MINE TO POSSESS

Son of a bitch! Tally was scared of him. She might as well have taken a knife to his heart. “Come here, Tally.”


She rubbed her hands on her thighs, shook her head. “I came to talk to you, that’s all.”

“This is your way of talking to me? By taking off?” He told himself to shut it, to not snarl at her. This was the first conversation they had had in two decades. But it felt as if they had spoken yesterday, it was so natural, so effortless. Except for her fear. “Were you going to stop the car anytime soon?”

She swallowed. “I was planning to talk to you at the bar.”

The leopard had had enough. Moving with the preternatural speed of his kind, he was an inch from her before she could draw in the breath to scream. “You’re supposed to be dead.” He let her see the rage inside of him, rage that had had twenty long years to ferment. Ferment and spread until it infused every vein in his body. “They lied to me.”

“Yes, I know … I knew.”

He froze in sheer disbelief. “You what?” All this time while he’d been tracking a ghost, he’d been absolutely certain that he had been lied to, and without Talin’s knowledge. It had destroyed him that she was out there thinking he’d broken his promise to return to her. Never once had he considered that she might have been a willing participant.

Eyes the color of storm clouds met his. “I asked them to tell you I was killed in a car crash.”

The knife twisted so deep, it carved a hole in his soul. “Why?”

“You wouldn’t let me be, Clay,” she whispered, torment a vicious beast in those big gray eyes ringed by a thin band of amber. “I was with a good family, trying to live a normal life”—her lips twisted—“or as normal as I knew how to live. But I couldn’t relax. I could feel you hunting me the second you left juvie. Twelve years old and I didn’t dare close my eyes in case you found me in my dreams!”

The leopard who lived inside of him bared its teeth in a growl. “You were mine to protect!”

“No!” She fisted her hands, rejection writ in every tense line of her body. “I was never yours!”

Beast and man both staggered under the vicious blow of her repudiation. Most people thought he was too much like the ice-cold Psy, that he didn’t feel. At that moment, he wished that were the truth. The last time he’d hurt this badly—as if his soul was being lacerated by a thousand stinging whips—had been the day he’d gotten out of juvenile hall. His first act had been to call Social Services.

“I’m sorry, Clay. Talin died three months ago.”

“What?” His mind a blank, his future dreams wiped out by a wall of black. “No.”

“It was a car crash.”

“No!”

It had driven him to his knees, torn him to pieces from the inside out.
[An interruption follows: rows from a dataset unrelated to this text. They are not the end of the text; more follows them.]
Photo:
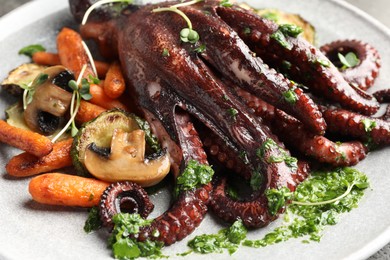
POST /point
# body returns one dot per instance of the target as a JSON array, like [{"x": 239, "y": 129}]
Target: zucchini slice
[{"x": 100, "y": 131}]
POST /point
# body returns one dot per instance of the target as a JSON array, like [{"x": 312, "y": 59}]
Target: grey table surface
[{"x": 380, "y": 9}]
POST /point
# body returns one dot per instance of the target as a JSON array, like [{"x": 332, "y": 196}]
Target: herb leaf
[
  {"x": 193, "y": 176},
  {"x": 31, "y": 49},
  {"x": 93, "y": 222}
]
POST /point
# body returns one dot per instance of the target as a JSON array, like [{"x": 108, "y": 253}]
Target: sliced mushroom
[
  {"x": 23, "y": 74},
  {"x": 126, "y": 160},
  {"x": 49, "y": 103}
]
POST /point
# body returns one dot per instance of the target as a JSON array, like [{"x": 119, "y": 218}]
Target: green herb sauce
[
  {"x": 193, "y": 176},
  {"x": 350, "y": 60},
  {"x": 228, "y": 239},
  {"x": 124, "y": 247}
]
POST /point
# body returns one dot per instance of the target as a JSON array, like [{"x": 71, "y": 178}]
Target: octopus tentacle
[
  {"x": 253, "y": 213},
  {"x": 293, "y": 133},
  {"x": 233, "y": 59},
  {"x": 311, "y": 67},
  {"x": 362, "y": 75},
  {"x": 347, "y": 123},
  {"x": 189, "y": 209}
]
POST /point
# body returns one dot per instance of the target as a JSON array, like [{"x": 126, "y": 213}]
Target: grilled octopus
[{"x": 201, "y": 99}]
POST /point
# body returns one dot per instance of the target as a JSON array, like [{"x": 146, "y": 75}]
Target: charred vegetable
[{"x": 47, "y": 101}]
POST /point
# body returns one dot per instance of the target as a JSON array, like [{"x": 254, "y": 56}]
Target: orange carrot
[
  {"x": 101, "y": 99},
  {"x": 114, "y": 84},
  {"x": 52, "y": 59},
  {"x": 25, "y": 140},
  {"x": 72, "y": 53},
  {"x": 46, "y": 58},
  {"x": 25, "y": 164},
  {"x": 88, "y": 111},
  {"x": 66, "y": 190},
  {"x": 101, "y": 68}
]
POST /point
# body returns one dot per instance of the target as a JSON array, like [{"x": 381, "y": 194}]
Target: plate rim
[{"x": 48, "y": 7}]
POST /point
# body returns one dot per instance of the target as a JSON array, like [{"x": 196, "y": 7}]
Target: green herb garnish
[
  {"x": 193, "y": 176},
  {"x": 125, "y": 247},
  {"x": 290, "y": 30},
  {"x": 29, "y": 89},
  {"x": 368, "y": 124},
  {"x": 93, "y": 221},
  {"x": 283, "y": 156},
  {"x": 200, "y": 49},
  {"x": 271, "y": 16},
  {"x": 317, "y": 202},
  {"x": 290, "y": 96},
  {"x": 225, "y": 3},
  {"x": 277, "y": 198},
  {"x": 31, "y": 49},
  {"x": 324, "y": 63},
  {"x": 186, "y": 34},
  {"x": 350, "y": 60},
  {"x": 233, "y": 113},
  {"x": 229, "y": 239}
]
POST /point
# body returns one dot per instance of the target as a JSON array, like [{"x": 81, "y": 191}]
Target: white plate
[{"x": 32, "y": 231}]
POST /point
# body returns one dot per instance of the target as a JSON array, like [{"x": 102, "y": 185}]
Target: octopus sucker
[
  {"x": 207, "y": 96},
  {"x": 362, "y": 75},
  {"x": 311, "y": 67}
]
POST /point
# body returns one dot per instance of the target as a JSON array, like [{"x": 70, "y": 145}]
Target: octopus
[{"x": 222, "y": 97}]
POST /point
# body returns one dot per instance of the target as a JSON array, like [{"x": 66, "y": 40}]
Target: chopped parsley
[
  {"x": 277, "y": 198},
  {"x": 233, "y": 112},
  {"x": 271, "y": 16},
  {"x": 225, "y": 3},
  {"x": 93, "y": 221},
  {"x": 323, "y": 197},
  {"x": 200, "y": 49},
  {"x": 283, "y": 156},
  {"x": 31, "y": 49},
  {"x": 193, "y": 176},
  {"x": 229, "y": 239},
  {"x": 368, "y": 125},
  {"x": 324, "y": 63},
  {"x": 165, "y": 52},
  {"x": 124, "y": 246},
  {"x": 350, "y": 60},
  {"x": 290, "y": 96}
]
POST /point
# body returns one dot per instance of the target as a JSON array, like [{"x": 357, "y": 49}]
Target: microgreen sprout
[
  {"x": 99, "y": 3},
  {"x": 29, "y": 89},
  {"x": 186, "y": 34},
  {"x": 80, "y": 91}
]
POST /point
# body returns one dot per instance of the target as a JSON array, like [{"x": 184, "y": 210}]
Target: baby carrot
[
  {"x": 101, "y": 99},
  {"x": 25, "y": 140},
  {"x": 46, "y": 58},
  {"x": 114, "y": 84},
  {"x": 25, "y": 164},
  {"x": 72, "y": 52},
  {"x": 66, "y": 190}
]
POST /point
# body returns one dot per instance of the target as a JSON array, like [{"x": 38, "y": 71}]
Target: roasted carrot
[
  {"x": 46, "y": 58},
  {"x": 72, "y": 53},
  {"x": 52, "y": 59},
  {"x": 101, "y": 68},
  {"x": 25, "y": 164},
  {"x": 101, "y": 99},
  {"x": 66, "y": 190},
  {"x": 88, "y": 111},
  {"x": 114, "y": 84},
  {"x": 25, "y": 140}
]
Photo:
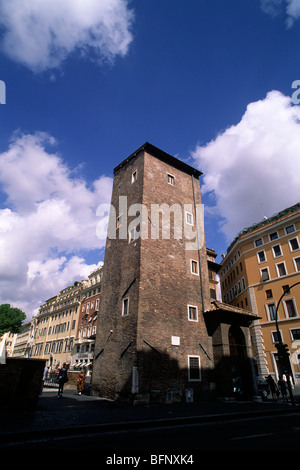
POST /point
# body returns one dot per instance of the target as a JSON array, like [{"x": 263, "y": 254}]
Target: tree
[{"x": 10, "y": 319}]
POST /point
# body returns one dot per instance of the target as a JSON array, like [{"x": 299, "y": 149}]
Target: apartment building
[
  {"x": 55, "y": 327},
  {"x": 262, "y": 264},
  {"x": 84, "y": 342}
]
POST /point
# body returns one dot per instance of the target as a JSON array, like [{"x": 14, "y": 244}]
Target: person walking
[
  {"x": 80, "y": 382},
  {"x": 62, "y": 379}
]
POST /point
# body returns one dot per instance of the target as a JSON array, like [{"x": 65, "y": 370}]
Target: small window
[
  {"x": 269, "y": 294},
  {"x": 119, "y": 220},
  {"x": 273, "y": 236},
  {"x": 193, "y": 313},
  {"x": 189, "y": 218},
  {"x": 134, "y": 176},
  {"x": 281, "y": 271},
  {"x": 132, "y": 235},
  {"x": 290, "y": 308},
  {"x": 261, "y": 256},
  {"x": 295, "y": 334},
  {"x": 194, "y": 267},
  {"x": 194, "y": 372},
  {"x": 264, "y": 273},
  {"x": 271, "y": 310},
  {"x": 171, "y": 179},
  {"x": 277, "y": 251},
  {"x": 297, "y": 264},
  {"x": 259, "y": 242},
  {"x": 125, "y": 307}
]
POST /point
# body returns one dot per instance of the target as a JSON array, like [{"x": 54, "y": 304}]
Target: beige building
[
  {"x": 261, "y": 264},
  {"x": 23, "y": 342},
  {"x": 55, "y": 327}
]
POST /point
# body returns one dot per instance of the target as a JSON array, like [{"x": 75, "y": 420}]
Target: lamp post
[{"x": 283, "y": 352}]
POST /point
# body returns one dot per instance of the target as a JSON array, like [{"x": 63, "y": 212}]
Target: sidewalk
[{"x": 73, "y": 414}]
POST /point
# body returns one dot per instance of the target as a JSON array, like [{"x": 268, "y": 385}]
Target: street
[{"x": 267, "y": 433}]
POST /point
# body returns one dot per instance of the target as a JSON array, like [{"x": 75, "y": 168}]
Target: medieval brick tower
[{"x": 152, "y": 339}]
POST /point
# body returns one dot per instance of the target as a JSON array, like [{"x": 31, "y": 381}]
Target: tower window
[
  {"x": 194, "y": 372},
  {"x": 194, "y": 267},
  {"x": 189, "y": 218},
  {"x": 192, "y": 313},
  {"x": 125, "y": 307}
]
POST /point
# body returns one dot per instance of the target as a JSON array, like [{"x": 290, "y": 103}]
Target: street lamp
[{"x": 283, "y": 352}]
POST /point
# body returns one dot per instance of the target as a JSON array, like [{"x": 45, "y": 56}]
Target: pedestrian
[
  {"x": 283, "y": 388},
  {"x": 62, "y": 379},
  {"x": 80, "y": 382},
  {"x": 272, "y": 386}
]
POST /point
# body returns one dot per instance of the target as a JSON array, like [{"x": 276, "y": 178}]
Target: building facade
[
  {"x": 261, "y": 264},
  {"x": 213, "y": 276},
  {"x": 84, "y": 342},
  {"x": 161, "y": 336}
]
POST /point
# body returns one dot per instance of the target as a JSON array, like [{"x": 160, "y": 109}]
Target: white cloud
[
  {"x": 252, "y": 169},
  {"x": 41, "y": 34},
  {"x": 48, "y": 220}
]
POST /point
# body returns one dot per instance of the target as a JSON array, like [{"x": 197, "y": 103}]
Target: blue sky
[{"x": 89, "y": 81}]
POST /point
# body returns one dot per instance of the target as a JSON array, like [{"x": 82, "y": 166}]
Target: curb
[{"x": 13, "y": 438}]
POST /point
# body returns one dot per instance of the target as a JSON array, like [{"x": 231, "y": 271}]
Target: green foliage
[{"x": 11, "y": 319}]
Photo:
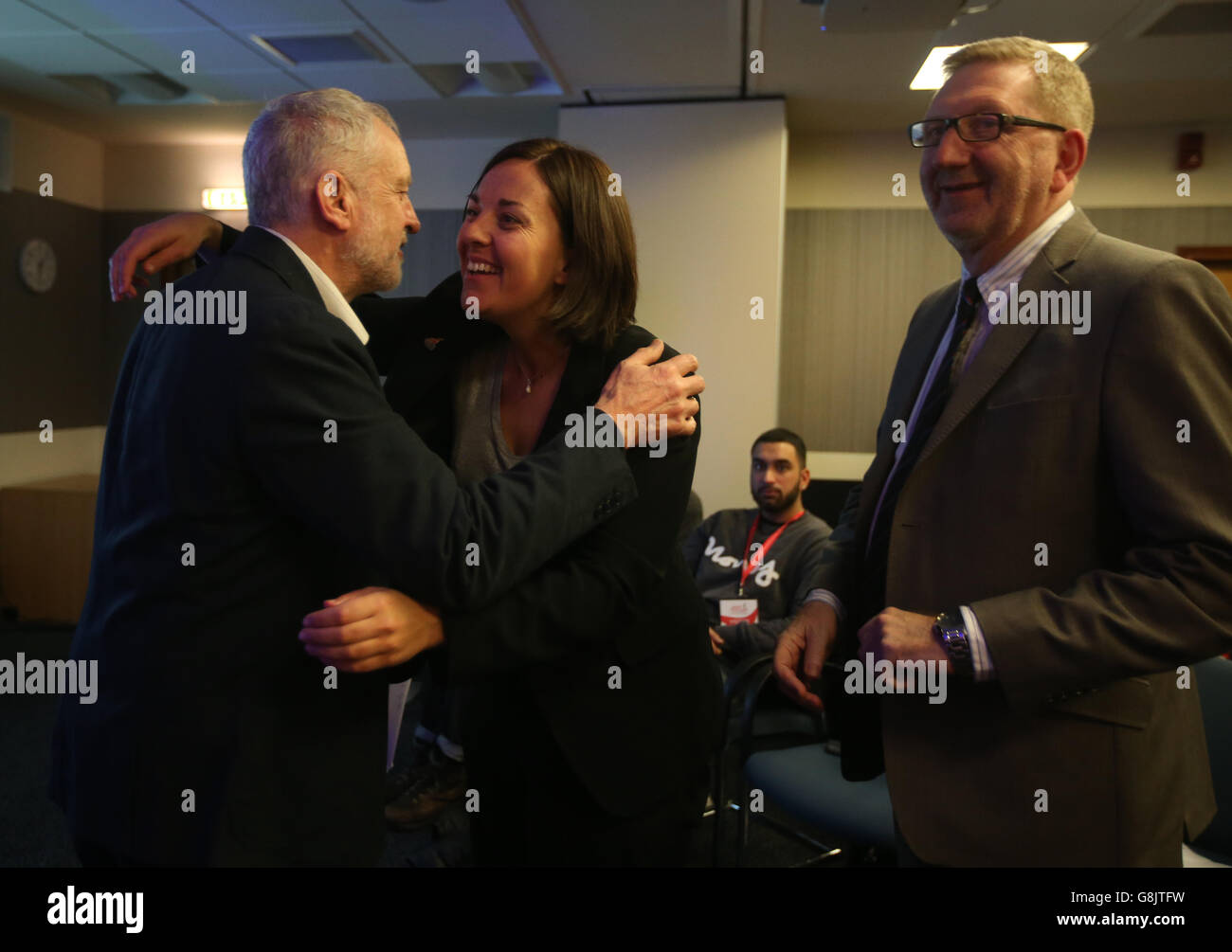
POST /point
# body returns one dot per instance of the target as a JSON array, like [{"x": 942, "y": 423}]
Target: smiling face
[
  {"x": 987, "y": 196},
  {"x": 385, "y": 216},
  {"x": 510, "y": 250}
]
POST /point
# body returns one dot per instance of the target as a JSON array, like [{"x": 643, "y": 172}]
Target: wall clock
[{"x": 36, "y": 262}]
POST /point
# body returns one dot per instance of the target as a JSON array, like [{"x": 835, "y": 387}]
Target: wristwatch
[{"x": 951, "y": 632}]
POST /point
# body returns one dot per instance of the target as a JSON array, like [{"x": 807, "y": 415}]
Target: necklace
[{"x": 522, "y": 370}]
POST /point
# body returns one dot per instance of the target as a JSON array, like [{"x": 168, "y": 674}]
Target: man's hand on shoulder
[
  {"x": 640, "y": 386},
  {"x": 159, "y": 244}
]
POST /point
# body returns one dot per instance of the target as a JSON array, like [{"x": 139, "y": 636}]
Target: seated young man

But the depth of that hurt, the cutting, tearing pain, was nothing to this rejection. Yet in spite of the blood she’d drawn, he still wanted to—no, needed to—touch her. However, when he raised a hand, she flinched.

She couldn’t have done anything designed to cause more harm to his protective animal heart. He fought the pain as he always did—by shutting away the softness and letting the rage out to roam. These days, he rarely stopped being angry. But today, the hurt refused to die. It clawed through him, threatening to make him bleed.

“I never hurt you,” he grit out between clenched teeth.

“I can’t forget the blood, Clay.” Her voice shook. “I can’t forget.”

Neither could he. “I saw your death certificate.” After the first shock had passed, he’d known it for a lie. But … “I need to know that you’re real, that you’re alive.”

This time, when he raised his hand to her cheek, she didn’t flinch. But neither did she lean into his touch as she’d always done as a child. Her skin was delicate, honey-colored. Freckles danced across the bridge of her nose and along her cheekbones. “You haven’t been staying out of the sun.”

She gave him a startled look followed by a shy smile that hit him like a kick to the gut. “Never was much good at that.”

At least she hadn’t changed in that respect. But so much about her had changed. His Tally had come running into his arms every day for five of the happiest years of his life, looking to him as her protector and friend. Now, she pushed at his hand until he dropped it, the silent reiteration of her rejection searing a cold burn across his soul. It made his voice harsh when he said, “If you hate me so much, why did you find me?” Why couldn’t she have left him his memories—of a girl who had seen in him only goodness?

Those memories were all he’d had left in his fight to stay in the light. He had always carried darkness inside his heart but now it beckoned every waking minute, whispering silvery promises of the peace to be found in not feeling, not hurting. Even the powerful bonds of Pack were no longer strong enough to hold him, not when the lure of violence beat at him night and day, hour after hour, second after excruciating second.